The sector minister assured that the government of Ghana is “determined to hold the line and sustain the progress we have made year to date, and we believe that in the coming days, Ghana will be able to see investment after the stability.”
Deputy Minister for Finance, Thomas Nyarko Ampem, asserted that the recent agreement is “telling a good story that Ghana is on track.”
On his part, Mr William Ross noted that the economic recovery being made by the government of Ghana is nothing short of impressive and compared the country’s economic performance to other countries such as Zambia.
“We have decided to reduce by 100 per cent as debt service, reduce interest and increase the maturity to give you space for investment, to also negotiate with other creditors and create a real partnership for other stakeholders to contribute to.

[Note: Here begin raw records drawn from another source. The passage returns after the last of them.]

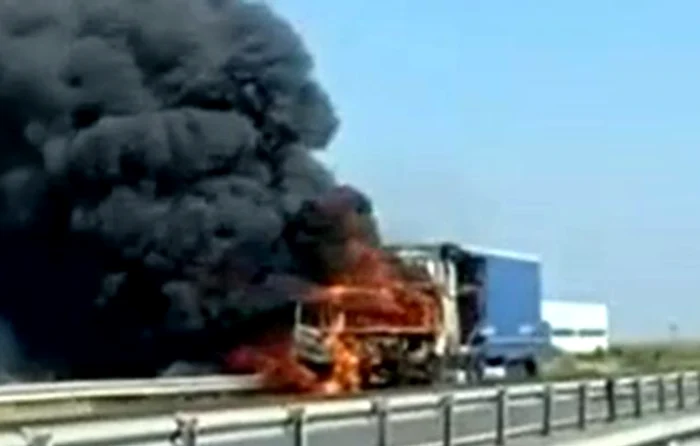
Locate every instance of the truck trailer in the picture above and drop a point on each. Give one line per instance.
(489, 319)
(493, 323)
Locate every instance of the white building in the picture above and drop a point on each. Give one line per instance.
(577, 327)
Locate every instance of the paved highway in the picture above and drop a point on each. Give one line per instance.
(424, 428)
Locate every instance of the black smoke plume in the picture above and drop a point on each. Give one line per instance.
(157, 183)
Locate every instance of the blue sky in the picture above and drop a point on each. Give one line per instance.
(565, 128)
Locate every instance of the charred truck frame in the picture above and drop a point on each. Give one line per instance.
(488, 320)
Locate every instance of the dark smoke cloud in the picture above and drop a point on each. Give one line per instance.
(156, 171)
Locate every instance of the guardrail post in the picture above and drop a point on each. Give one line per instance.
(447, 420)
(547, 409)
(185, 431)
(638, 397)
(661, 393)
(611, 398)
(501, 416)
(37, 438)
(381, 409)
(298, 418)
(680, 391)
(582, 405)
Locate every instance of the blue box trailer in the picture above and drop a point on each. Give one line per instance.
(511, 328)
(492, 306)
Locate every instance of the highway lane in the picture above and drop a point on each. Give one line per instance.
(425, 427)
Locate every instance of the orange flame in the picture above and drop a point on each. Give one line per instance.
(369, 298)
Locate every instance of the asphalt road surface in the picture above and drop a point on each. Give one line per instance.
(425, 428)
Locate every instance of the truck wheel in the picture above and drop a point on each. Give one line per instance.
(531, 368)
(437, 369)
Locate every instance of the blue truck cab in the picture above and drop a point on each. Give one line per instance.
(492, 322)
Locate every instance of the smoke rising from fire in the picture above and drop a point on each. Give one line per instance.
(159, 201)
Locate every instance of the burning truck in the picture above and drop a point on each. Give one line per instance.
(162, 209)
(468, 313)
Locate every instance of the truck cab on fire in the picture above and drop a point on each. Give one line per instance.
(489, 318)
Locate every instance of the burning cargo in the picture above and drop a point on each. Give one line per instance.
(160, 202)
(160, 205)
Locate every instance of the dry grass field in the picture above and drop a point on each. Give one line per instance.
(627, 359)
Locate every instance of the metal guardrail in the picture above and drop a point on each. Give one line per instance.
(477, 416)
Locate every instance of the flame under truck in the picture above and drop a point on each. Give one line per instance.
(488, 323)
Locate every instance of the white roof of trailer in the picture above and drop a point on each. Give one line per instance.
(493, 252)
(478, 250)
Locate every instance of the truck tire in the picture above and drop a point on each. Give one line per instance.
(532, 369)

“If you look at what we have done for Ghana, it is shorter than what we did for Zambia, but we have continued to improve in the case of Ethiopia… you have been very impressive because you have many people and institutions to engage with,” Mr Ross said.
French Ambassador to Ghana, Mr Jules Armand Aniambossou, highlighted the many initiatives the government has put in place to rectify the many economic challenges it was saddled with. He noted that France holds in high esteem its historical relationship with the West African country. He said Ghana will continue to receive support from France to aid its economic recovery.

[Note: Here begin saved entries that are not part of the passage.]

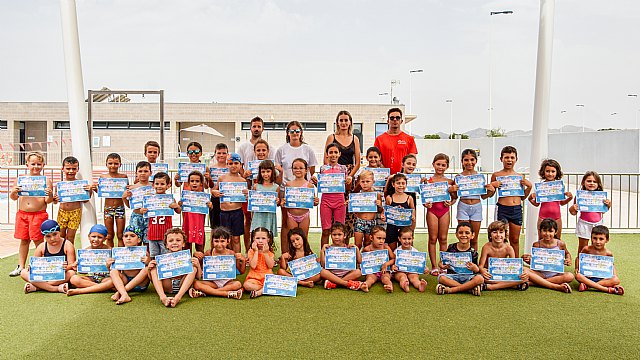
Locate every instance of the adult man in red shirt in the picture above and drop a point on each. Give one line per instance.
(395, 143)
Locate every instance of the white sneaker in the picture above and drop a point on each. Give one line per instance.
(16, 271)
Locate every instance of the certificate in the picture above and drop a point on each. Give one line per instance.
(32, 186)
(471, 185)
(549, 191)
(505, 269)
(71, 191)
(340, 258)
(129, 258)
(138, 194)
(305, 267)
(49, 268)
(510, 186)
(372, 261)
(185, 168)
(112, 188)
(398, 216)
(363, 202)
(596, 266)
(380, 176)
(279, 285)
(551, 260)
(195, 202)
(457, 261)
(219, 267)
(262, 201)
(232, 191)
(158, 205)
(592, 201)
(298, 198)
(174, 264)
(93, 260)
(410, 261)
(332, 183)
(435, 192)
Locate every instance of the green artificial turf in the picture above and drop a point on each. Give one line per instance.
(333, 324)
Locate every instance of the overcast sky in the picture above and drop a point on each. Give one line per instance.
(339, 52)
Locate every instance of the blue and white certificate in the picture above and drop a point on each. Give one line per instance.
(435, 192)
(305, 267)
(138, 194)
(372, 261)
(71, 191)
(195, 202)
(279, 285)
(597, 266)
(298, 198)
(410, 261)
(398, 216)
(129, 258)
(363, 202)
(551, 260)
(413, 182)
(49, 268)
(457, 261)
(380, 176)
(591, 201)
(549, 191)
(32, 186)
(505, 269)
(158, 205)
(112, 188)
(262, 201)
(510, 186)
(219, 267)
(158, 167)
(232, 191)
(93, 260)
(174, 264)
(470, 185)
(340, 258)
(185, 168)
(331, 183)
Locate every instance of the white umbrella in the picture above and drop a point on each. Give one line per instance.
(202, 128)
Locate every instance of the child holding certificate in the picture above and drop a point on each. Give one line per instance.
(114, 212)
(510, 207)
(298, 248)
(95, 281)
(32, 211)
(550, 171)
(599, 240)
(365, 221)
(547, 230)
(174, 240)
(227, 288)
(335, 277)
(378, 238)
(451, 282)
(498, 247)
(261, 261)
(126, 281)
(438, 214)
(587, 220)
(406, 279)
(53, 245)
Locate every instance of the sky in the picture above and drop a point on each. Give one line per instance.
(343, 52)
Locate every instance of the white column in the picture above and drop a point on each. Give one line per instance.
(77, 107)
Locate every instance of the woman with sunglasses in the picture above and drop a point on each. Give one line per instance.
(294, 148)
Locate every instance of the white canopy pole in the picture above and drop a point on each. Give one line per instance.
(540, 140)
(77, 108)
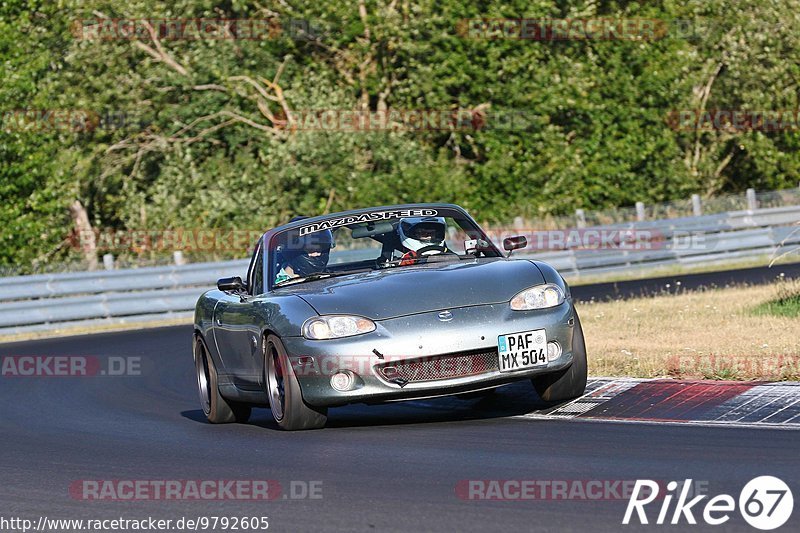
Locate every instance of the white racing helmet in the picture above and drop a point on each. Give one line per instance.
(418, 232)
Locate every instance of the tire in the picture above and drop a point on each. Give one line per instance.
(569, 383)
(217, 409)
(285, 397)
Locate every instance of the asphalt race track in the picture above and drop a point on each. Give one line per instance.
(395, 467)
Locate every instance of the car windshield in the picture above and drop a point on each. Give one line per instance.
(375, 240)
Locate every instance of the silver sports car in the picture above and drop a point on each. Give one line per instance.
(382, 304)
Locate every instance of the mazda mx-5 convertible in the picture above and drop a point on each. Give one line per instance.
(377, 305)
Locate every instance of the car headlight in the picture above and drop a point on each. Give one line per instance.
(336, 327)
(539, 297)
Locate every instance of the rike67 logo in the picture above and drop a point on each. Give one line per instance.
(765, 503)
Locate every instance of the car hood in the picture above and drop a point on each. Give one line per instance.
(390, 293)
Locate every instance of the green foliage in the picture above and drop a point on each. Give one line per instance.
(203, 145)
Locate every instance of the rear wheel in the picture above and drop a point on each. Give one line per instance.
(283, 389)
(217, 409)
(571, 382)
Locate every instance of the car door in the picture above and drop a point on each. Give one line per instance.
(237, 333)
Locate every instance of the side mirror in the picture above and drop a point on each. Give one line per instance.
(514, 243)
(234, 284)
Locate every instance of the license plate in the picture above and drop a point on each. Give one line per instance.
(518, 351)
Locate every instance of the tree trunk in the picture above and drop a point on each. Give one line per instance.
(86, 236)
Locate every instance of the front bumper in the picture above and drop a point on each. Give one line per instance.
(423, 335)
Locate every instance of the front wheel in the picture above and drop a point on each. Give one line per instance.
(569, 383)
(285, 399)
(217, 409)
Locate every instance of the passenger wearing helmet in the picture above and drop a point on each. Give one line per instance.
(422, 236)
(301, 256)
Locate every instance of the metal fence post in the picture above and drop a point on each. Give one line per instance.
(580, 215)
(697, 207)
(640, 211)
(752, 203)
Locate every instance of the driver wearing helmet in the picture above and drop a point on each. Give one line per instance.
(301, 256)
(421, 236)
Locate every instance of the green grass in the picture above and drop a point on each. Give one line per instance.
(786, 302)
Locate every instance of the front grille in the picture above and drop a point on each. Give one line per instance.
(436, 367)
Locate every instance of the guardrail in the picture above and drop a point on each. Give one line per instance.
(55, 301)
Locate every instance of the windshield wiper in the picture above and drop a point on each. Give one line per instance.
(318, 275)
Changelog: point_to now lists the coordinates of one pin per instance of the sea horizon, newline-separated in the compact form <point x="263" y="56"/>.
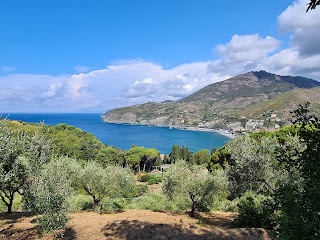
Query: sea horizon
<point x="123" y="136"/>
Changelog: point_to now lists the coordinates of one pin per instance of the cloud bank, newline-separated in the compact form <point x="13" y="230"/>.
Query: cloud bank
<point x="137" y="81"/>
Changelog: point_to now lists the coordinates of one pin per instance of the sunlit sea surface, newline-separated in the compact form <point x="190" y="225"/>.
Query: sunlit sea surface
<point x="124" y="136"/>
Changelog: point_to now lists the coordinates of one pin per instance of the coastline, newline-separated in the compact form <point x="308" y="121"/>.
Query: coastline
<point x="220" y="131"/>
<point x="196" y="129"/>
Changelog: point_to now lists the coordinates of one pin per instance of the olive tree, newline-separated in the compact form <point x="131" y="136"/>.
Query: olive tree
<point x="253" y="165"/>
<point x="49" y="190"/>
<point x="12" y="169"/>
<point x="98" y="182"/>
<point x="194" y="183"/>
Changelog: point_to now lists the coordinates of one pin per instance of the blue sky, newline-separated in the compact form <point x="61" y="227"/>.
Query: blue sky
<point x="90" y="56"/>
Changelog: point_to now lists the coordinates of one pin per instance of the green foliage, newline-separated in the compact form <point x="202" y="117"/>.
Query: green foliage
<point x="113" y="204"/>
<point x="79" y="202"/>
<point x="195" y="183"/>
<point x="180" y="153"/>
<point x="159" y="202"/>
<point x="50" y="190"/>
<point x="219" y="159"/>
<point x="73" y="142"/>
<point x="17" y="204"/>
<point x="145" y="178"/>
<point x="150" y="201"/>
<point x="299" y="195"/>
<point x="256" y="211"/>
<point x="98" y="182"/>
<point x="227" y="205"/>
<point x="151" y="178"/>
<point x="13" y="172"/>
<point x="253" y="165"/>
<point x="110" y="156"/>
<point x="202" y="157"/>
<point x="141" y="157"/>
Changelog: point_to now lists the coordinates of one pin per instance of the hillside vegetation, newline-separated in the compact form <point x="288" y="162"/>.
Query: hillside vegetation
<point x="271" y="179"/>
<point x="227" y="104"/>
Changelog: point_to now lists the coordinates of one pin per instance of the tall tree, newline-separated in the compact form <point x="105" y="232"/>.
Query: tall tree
<point x="12" y="170"/>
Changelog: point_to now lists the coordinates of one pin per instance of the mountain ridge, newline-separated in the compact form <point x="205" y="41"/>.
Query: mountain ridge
<point x="220" y="104"/>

“When I came to this country more than two years ago, the country was facing some difficulties. But when your friend or your family is facing difficulties, you have to show that you will not just say, I am sorry, but to take some key actions.
“That is why the French government at the very high level, decided to do. Because we are here today due to the political volunteers from both sides. France decided not to let down Ghana because of our historical relationship and the key role Ghana is playing in our region [Africa],” he stated.
Last year, the government of Ghana reached an agreement on a Memorandum of Understanding (MoU) with its Official Creditor Committee in its debt restructuring efforts.
The OCC, co-chaired by France and China, was instrumental in reaching a debt treatment plan in January 2024.
This paved the way for the International Monetary Fund (IMF) Executive Board to approve the second review of the Fund-supported Post-COVID-19 programme for economic growth (PC-PEG).
The agreement has prevented the government of Ghana from securing more than $250 million in external financing for 2025, and this includes commercial loans, as part of a borrowing ceiling agreed upon.
This served as a structural benchmark to ensure compliance with fiscal discipline as part of the country’s IMF programme.
While presenting the 2025 mid-year budget review on July 24, Finance Minister Dr Cassiel Ato Forson noted that the government’s commitment to fiscal discipline, prudent debt management, and exchange rate appreciation has resulted in significant improvement in Ghana’s debt profile.
He revealed that the public debt reduced from GH¢726.7 billion as of the end of December 2024 to GH¢613 billion as of the end of June 2025. Ghana’s public debt reduced by GH¢113.7 billion in six months.
The sector minister noted that “for the first time in Ghana’s history, there is a negative 15.6% rate of debt accumulation.”
Ghana’s public debt-to-GDP ratio as of the end of June 2025 was 43.8%, down from 61.8% at the end of 2024. Ghana’s public debt as a percent of GDP reduced by 18% in six months. The country’s foreign debt, as a percentage of total public debt, declined from 57.4% as of the end of December 2024 to 49% by the end of June 2025.